Third-party and integrated services
Not surprisingly, a market has grown in web application firewall (WAF) tools that provide enormous flexibility and granularity over how you manage bots. Some of these tools are offered as third-party add-ons to self-hosted sites; others are integrated directly into virtual hosting environments.
These tools propose to offer an anti-virus level of protection from nefarious bots. After all, IP addresses can be spoofed and your team probably has better stuff to do than constantly updating your blacklist.
And, depending on the volume of traffic your site handles, these tools can be remarkably affordable. Amazon Web Service (AWS) bot control costs about $10 per 1 million targeted requests. For high-traffic sites that want to carefully manage compute costs and possible data security issues, you can see how this would pay off pretty quickly.
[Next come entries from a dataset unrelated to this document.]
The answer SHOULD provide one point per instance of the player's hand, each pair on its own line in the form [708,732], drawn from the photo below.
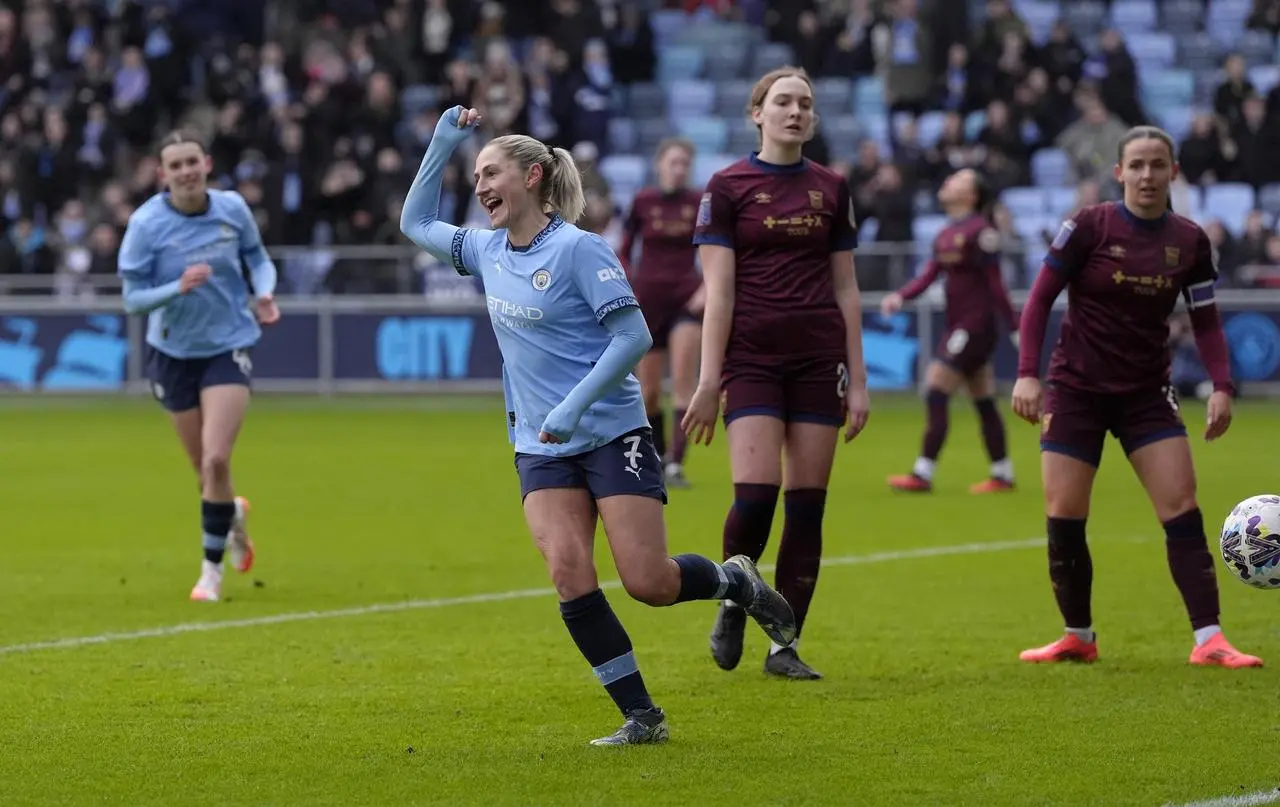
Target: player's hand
[1028,399]
[891,304]
[699,422]
[859,405]
[558,427]
[458,119]
[193,277]
[268,313]
[1219,416]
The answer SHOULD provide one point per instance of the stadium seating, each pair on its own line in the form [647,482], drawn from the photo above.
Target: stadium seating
[705,72]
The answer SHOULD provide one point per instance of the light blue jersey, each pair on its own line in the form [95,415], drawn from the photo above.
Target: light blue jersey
[160,242]
[565,315]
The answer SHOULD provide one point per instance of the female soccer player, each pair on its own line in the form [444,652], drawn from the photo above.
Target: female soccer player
[670,292]
[1124,265]
[182,261]
[968,252]
[571,332]
[782,341]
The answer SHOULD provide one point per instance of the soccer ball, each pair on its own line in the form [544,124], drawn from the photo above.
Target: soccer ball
[1251,541]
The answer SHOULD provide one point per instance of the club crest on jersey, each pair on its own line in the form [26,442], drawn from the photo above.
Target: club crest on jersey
[988,240]
[704,210]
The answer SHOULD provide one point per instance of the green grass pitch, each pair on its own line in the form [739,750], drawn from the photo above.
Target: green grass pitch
[359,502]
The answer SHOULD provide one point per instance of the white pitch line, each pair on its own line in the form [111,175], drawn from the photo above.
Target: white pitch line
[1251,799]
[526,593]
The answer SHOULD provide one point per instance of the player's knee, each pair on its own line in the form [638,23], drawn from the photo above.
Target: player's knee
[215,466]
[1066,502]
[652,587]
[572,575]
[1176,504]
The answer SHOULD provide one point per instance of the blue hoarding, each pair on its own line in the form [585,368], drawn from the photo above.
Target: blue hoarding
[64,349]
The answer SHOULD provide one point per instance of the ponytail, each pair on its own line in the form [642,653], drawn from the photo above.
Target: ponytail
[561,188]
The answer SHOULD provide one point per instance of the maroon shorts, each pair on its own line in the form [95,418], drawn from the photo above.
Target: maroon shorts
[968,351]
[1077,422]
[663,313]
[808,390]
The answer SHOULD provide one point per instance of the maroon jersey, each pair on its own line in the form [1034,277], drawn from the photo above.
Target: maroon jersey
[663,224]
[1123,277]
[784,223]
[968,252]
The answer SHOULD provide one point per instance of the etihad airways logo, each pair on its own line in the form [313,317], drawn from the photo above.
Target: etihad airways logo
[512,314]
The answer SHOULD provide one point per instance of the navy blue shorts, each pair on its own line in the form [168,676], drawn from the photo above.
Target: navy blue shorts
[626,466]
[177,382]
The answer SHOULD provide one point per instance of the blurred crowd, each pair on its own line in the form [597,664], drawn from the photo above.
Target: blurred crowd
[318,110]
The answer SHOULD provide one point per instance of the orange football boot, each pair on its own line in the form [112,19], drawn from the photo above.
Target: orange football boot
[991,486]
[1070,647]
[1217,652]
[910,483]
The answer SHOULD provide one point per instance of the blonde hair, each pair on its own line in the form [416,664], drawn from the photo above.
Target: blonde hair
[561,187]
[179,137]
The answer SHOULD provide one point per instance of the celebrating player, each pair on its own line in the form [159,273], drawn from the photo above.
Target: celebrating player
[968,252]
[1124,265]
[670,292]
[782,342]
[182,261]
[571,332]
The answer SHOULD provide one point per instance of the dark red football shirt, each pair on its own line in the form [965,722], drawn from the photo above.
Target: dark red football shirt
[1123,277]
[968,252]
[663,226]
[784,223]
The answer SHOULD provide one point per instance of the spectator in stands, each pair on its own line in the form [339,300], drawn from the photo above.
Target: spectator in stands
[1063,58]
[1092,141]
[903,45]
[1253,242]
[1229,97]
[26,251]
[956,91]
[1265,17]
[862,179]
[1201,154]
[1253,141]
[631,50]
[1115,76]
[952,151]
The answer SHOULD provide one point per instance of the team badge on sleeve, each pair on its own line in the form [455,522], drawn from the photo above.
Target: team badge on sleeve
[704,210]
[1064,235]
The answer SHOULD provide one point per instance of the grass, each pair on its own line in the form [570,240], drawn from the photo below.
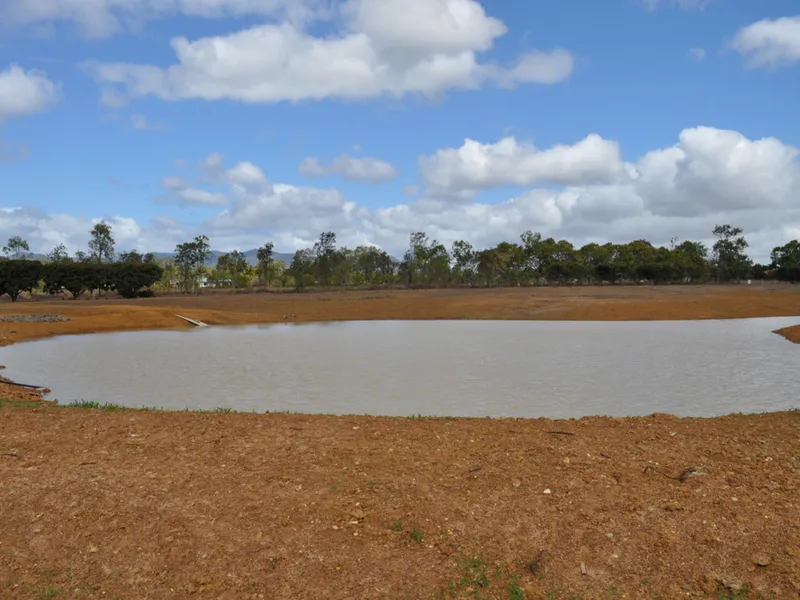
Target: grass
[107,406]
[12,403]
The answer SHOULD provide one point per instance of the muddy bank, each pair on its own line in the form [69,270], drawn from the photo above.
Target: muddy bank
[138,504]
[790,333]
[566,303]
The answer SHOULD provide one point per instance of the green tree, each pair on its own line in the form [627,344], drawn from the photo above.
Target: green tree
[101,242]
[265,262]
[16,248]
[786,261]
[59,254]
[17,276]
[730,261]
[325,258]
[190,260]
[464,261]
[301,268]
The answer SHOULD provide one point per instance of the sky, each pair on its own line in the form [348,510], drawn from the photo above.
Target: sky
[257,120]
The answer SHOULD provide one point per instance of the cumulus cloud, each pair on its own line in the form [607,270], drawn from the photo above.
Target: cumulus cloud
[142,123]
[380,47]
[699,54]
[508,162]
[102,18]
[353,169]
[44,230]
[709,176]
[682,4]
[769,42]
[24,93]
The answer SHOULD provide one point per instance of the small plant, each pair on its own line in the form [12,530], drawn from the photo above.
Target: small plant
[10,403]
[92,404]
[514,591]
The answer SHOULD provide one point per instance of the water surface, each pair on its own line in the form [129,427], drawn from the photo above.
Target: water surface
[456,368]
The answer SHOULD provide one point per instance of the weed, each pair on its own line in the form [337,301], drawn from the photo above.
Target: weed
[514,591]
[11,403]
[92,404]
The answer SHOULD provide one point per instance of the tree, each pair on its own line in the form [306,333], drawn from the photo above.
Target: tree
[233,267]
[130,278]
[786,261]
[134,256]
[101,244]
[325,258]
[17,276]
[190,259]
[16,247]
[301,268]
[265,262]
[729,259]
[58,254]
[464,262]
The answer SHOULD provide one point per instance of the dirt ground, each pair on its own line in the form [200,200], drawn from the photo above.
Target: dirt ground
[136,504]
[611,303]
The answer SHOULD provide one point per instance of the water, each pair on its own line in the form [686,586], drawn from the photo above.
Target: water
[454,368]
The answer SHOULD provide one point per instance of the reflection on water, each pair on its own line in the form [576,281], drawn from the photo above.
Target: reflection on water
[455,368]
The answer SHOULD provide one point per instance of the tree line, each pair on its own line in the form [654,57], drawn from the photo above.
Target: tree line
[533,260]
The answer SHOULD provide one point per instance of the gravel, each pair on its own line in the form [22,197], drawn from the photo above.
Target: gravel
[33,319]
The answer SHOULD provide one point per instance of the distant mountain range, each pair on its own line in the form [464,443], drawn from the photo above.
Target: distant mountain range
[250,255]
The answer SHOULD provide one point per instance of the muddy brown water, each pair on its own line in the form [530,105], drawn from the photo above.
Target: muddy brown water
[553,369]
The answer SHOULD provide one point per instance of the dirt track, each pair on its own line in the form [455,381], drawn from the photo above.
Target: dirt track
[133,504]
[578,303]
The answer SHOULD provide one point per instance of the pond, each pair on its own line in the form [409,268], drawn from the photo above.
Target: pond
[554,369]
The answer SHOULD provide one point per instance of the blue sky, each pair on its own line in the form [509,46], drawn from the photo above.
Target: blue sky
[276,120]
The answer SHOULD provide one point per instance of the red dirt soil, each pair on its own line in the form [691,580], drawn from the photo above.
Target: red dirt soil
[136,504]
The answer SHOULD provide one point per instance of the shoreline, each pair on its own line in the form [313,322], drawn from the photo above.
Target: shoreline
[638,304]
[134,503]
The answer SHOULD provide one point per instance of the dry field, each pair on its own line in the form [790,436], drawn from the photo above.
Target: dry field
[136,504]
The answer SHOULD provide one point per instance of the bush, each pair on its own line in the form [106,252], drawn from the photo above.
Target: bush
[17,276]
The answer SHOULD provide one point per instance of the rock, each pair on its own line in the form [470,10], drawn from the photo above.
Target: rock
[710,583]
[761,560]
[33,319]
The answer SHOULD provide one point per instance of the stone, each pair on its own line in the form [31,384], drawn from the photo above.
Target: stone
[761,560]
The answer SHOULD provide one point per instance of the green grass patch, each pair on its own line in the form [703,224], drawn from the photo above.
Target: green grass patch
[12,403]
[107,406]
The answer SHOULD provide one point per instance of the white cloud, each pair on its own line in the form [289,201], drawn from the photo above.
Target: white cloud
[24,93]
[354,169]
[707,177]
[102,18]
[142,123]
[382,47]
[769,42]
[476,166]
[699,54]
[682,4]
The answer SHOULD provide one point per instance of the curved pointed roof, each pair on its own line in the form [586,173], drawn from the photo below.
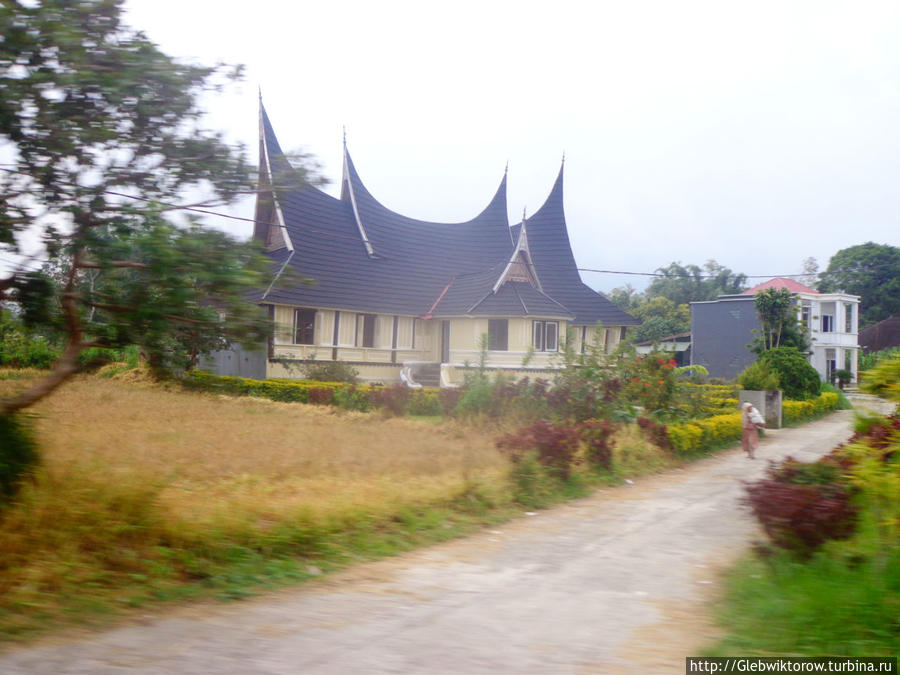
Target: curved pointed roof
[551,251]
[361,256]
[412,260]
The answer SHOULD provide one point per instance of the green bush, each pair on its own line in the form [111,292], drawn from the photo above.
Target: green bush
[798,380]
[759,376]
[329,371]
[794,412]
[18,350]
[18,454]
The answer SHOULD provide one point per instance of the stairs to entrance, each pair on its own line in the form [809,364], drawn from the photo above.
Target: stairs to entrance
[423,374]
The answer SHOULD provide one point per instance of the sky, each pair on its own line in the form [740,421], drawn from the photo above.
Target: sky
[755,134]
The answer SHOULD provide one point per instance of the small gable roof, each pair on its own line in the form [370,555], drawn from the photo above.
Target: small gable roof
[778,283]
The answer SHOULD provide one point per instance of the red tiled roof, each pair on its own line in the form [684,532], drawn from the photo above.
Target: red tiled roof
[781,282]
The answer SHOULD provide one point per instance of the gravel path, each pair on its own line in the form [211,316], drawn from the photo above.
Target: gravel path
[617,582]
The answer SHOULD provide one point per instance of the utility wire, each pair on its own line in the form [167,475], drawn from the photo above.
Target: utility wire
[659,275]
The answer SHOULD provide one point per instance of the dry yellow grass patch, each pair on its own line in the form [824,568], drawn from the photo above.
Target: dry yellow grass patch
[216,457]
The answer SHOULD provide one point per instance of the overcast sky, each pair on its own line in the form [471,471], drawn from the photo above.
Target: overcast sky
[755,133]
And, of course, these tools allow you to custom configure settings for special use cases, like the Gen AI crawlers we discussed a bit earlier.
Bot management is basic, but critical
In this post, we’ve looked at the various ways you can identify and manage access for the bots that want to crawl your website – often with bad intentions. None of these maintenance tasks are particularly challenging, from a technical standpoint, but they are critical in keeping your site up and running and protecting your intellectual property.